For Wilshere, context should never overlook the probability of the psychological effect that his first major injury in pre-season of the 2011-2012 season had on him.
It should be remembered that the injury disrupted a glorious part of his career, coming a season after he had picked up Arsenal’s Player of the Season Award, a PFA Young Player of the Year Award as well as a spot on the nominated PFA Team of the Year. That the injury led to him missing a whole season is not a light matter. Time away affects mental state and the momentum of confidence. What used to be done easily is either forgotten or doubted.
Of course, the best example to counter that argument lies in Wilshere’s fellow Arsenal teammate, Aaron Ramsey, who has now recovered from a leg break that also ruled him out for a long time to become a key player for club and country. But then again, consider the context. Peer into the past and remember when Ramsey’s name was on the lips of those who thought he was not good enough.
Another advantage Ramsey had over Wilshere was that unlike the Englishman, the Welshman has had a relatively longer period of non-interruption since his major injury. Wilshere on the other hand seems to pick up injuries on a regular basis.

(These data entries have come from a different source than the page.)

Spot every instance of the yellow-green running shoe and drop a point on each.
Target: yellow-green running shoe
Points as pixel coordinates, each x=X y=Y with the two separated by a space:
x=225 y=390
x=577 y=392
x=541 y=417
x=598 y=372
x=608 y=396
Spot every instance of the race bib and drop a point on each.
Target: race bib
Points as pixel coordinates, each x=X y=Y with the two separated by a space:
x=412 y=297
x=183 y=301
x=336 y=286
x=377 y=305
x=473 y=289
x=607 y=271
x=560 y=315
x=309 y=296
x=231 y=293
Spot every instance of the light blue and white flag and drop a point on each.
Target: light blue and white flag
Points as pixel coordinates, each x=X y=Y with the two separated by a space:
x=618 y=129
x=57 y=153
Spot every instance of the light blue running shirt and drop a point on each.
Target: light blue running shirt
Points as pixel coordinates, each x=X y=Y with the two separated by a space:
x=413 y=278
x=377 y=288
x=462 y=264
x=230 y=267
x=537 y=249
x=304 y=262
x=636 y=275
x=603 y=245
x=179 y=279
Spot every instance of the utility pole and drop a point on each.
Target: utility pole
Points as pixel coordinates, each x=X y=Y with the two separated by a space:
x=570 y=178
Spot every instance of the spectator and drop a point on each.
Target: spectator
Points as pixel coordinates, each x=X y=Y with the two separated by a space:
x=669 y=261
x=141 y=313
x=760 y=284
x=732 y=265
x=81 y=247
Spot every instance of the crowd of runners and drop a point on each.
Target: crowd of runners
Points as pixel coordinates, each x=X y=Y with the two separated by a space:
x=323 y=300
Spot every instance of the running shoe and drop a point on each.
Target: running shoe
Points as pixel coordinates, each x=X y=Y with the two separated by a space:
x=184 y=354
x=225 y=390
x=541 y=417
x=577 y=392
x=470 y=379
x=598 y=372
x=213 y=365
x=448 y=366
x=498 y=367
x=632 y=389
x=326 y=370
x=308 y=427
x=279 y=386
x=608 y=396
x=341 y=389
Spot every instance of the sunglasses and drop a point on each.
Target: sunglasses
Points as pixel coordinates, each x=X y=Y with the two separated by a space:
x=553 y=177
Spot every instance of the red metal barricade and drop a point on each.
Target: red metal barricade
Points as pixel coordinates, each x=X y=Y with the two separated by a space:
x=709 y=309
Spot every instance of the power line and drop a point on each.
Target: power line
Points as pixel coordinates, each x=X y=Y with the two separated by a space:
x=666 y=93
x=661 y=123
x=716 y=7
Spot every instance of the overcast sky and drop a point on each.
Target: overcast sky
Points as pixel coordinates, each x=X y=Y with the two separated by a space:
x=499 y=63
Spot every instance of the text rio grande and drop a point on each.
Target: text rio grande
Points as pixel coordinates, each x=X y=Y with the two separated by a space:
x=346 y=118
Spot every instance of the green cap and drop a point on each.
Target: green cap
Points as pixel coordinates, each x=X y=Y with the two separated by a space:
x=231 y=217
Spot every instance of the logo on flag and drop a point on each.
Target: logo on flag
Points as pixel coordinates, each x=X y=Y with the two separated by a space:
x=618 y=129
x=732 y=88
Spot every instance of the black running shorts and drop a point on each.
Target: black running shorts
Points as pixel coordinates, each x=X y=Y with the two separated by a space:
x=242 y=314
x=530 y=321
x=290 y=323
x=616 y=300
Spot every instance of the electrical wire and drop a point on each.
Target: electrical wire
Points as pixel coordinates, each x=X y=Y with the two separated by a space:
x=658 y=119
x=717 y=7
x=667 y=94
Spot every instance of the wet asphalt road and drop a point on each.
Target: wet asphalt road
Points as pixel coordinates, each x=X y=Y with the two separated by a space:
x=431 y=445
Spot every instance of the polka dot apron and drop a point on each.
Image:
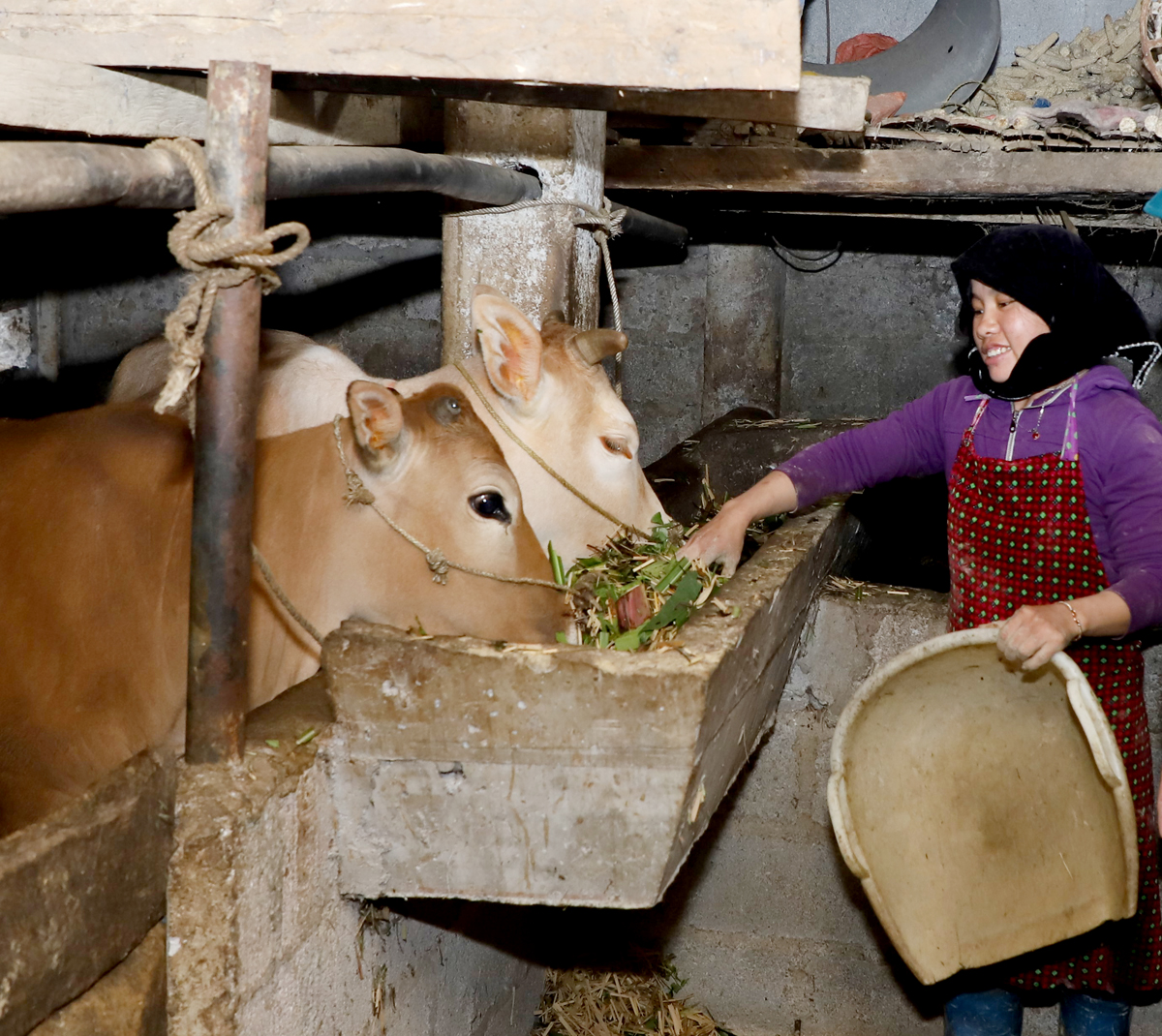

It could be that he is a bit fragile, but there is no denying that his playing style does contribute. A direct player with a heart for a fight, Wilshere will on occasion find himself subsumed by passion and will run into a crowd with the ball. A dangerous endeavour for one so fragile in a League where tough tackling is on show week in week out and is on many occasions applauded.
Still however, for any reasons that may be given for Wilshere’s perceived stagnation, it should not be forgotten that there is rarely the smell of rain without some drizzling drops. Wilshere’s critics do raise some pertinent questions.
Despite the directness he brings to an Arsenal team that may at times seem a little blunt in pushing forwards, what else does he provide? Is he a goal threat when he has only ever scored six goals in his Premier League career? Does he provide as many assists? And do his direct runs provide the required penetration, especially in the biggest of matches?
Does Wilshere have the guile to consistently play as a central creator in the number 10 role? Is he robust enough to play alongside a holding midfielder? Does he have the tactical intelligence and awareness to play as a holder himself? And when having him as a holder, does not that waste his energy to burst forwards?
In short, what is Wilshere’s best position or role, and in what formation can that position/role be applied to maximum effect?
That is where Wilshere must be careful he does not turn into Wayne Rooney. The Manchester United and England captain is a microcosm of what happens when a player so hyped, so placed upon much responsibilities ultimately becomes a man for whom the idea of influence on a game supercedes the actual reality.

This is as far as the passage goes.